The acpi=noacpi used to disable battery meter etc. 
I then contacted Raabo (ed digit) who came up with pci=noacpi, and this one is working fine.  

When the grub menu is displayed, press 'e' on the menu entry you want to edit then again 'e' on the line which gives details about the kernel i.e starting with root or something and append the option acpi=noacpi to the line, press enter and then 'b' for booting the slected option.

Hope this helps


----------



## saurabh_1e (May 1, 2010)

press f6 at the welcome screen and choose acpi= noacpi and then start your installation.


----------



## trilip_gohain (May 1, 2010)

The chip type that I have is "Intel(R) Graphics Media Accelerator HD ( Core i3)". Is this because of the unsupported Kernel???


----------



## vaithy (May 2, 2010)

@trilip_gohain

I've read your post at open suse forum.. they also suggest use latest kernel and text mode install. also contact Hp customer care they may have some solution.. recently some of the laptop with windows 7 are locked in the bios itself so other OS could not be installed, perhaps you may see the bios settings? Usually intel Graphic card is supported by Linux.. I am curious to know how did you partition your laptop hard disk? because usually they give windows installed on whole hardisk with single partition or additional partition for recovery. In such case many people, resize and create additional partition by using utitlity found in the windows-7which may not work in many cases if their objective is install Linux and other OS. Use gparted or partition magic to partition your hard disk then install windows-7 in first partition and proceed to install Linux in other partition,  I am assuming your Graphics accelerator as well as processor being latest and supported by latest kernel only..Did you try with Ubuntu 10.04 or Fedora-13 beta? if by using Ubuntu use alternative install cd instead of live cd..
with regards


----------



## trilip_gohain (May 4, 2010)

Thanks for the help Vaithy. Have downloaded Fedora 13 Beta Live CD (Prerelease), and finally my laptop booted for the first time in Linux. The graphics is good. Have found that the black screen was due to the unsupported Kernel. The new Fedora 13 has got Kernel 2.6.33 and it supports Intel Core i3 Processor. Thanks again...


----------



## celldweller1591 (May 5, 2010)

trilip_gohain said:


> The chip type that I have is "Intel(R) Graphics Media Accelerator HD ( Core i3)". Is this because of the unsupported Kernel???

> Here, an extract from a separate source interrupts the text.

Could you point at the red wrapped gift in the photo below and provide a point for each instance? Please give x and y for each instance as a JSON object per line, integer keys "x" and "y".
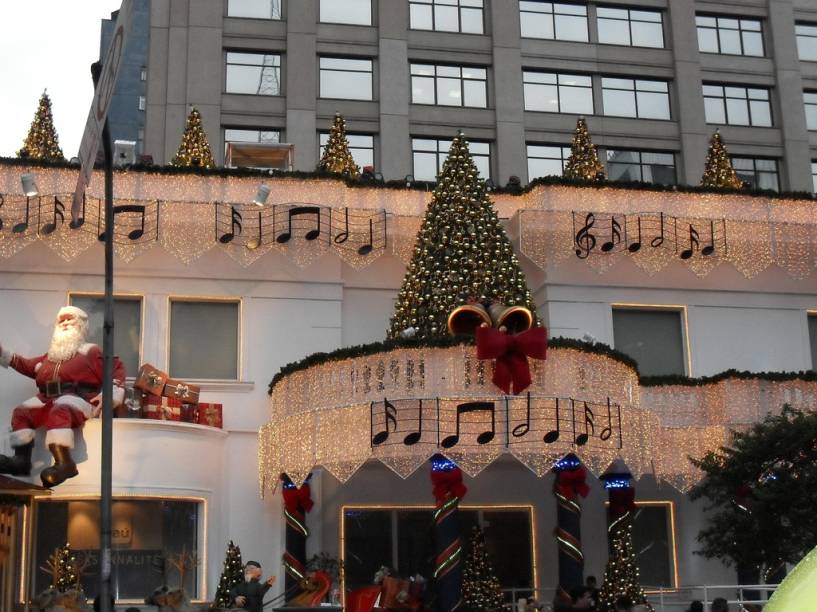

yes you can say that. i had the same problem .. fixed it now !


----------



## trilip_gohain (May 5, 2010)

OpenSUSE 11.3 Milestone 6, also has got Kernel 2.6.33. Hopefully this might also support Intel Core i3 Processor. I am going to give it a try.


----------



## celldweller1591 (May 5, 2010)

i never had this type of problem with opensuse 11.1 and 11.2 abd i tried working wth 11.2 milestone 4 also. i worked fine !


----------



## trilip_gohain (May 5, 2010)

Whz ur Processor???? Is it an Intel Core i3? Does Opensuse 11.2 supports Intel Core i3? Didn't work for me.


----------



## anuvrat_parashar (May 8, 2010)

did you give acpi=off a thought?


----------



## trilip_gohain (May 10, 2010)

I have tried all the options, but didn't suceed.


----------



## celldweller1591 (May 10, 2010)

@gohain : mine is Core 2 duo Intel @ 2.0 GHz !


----------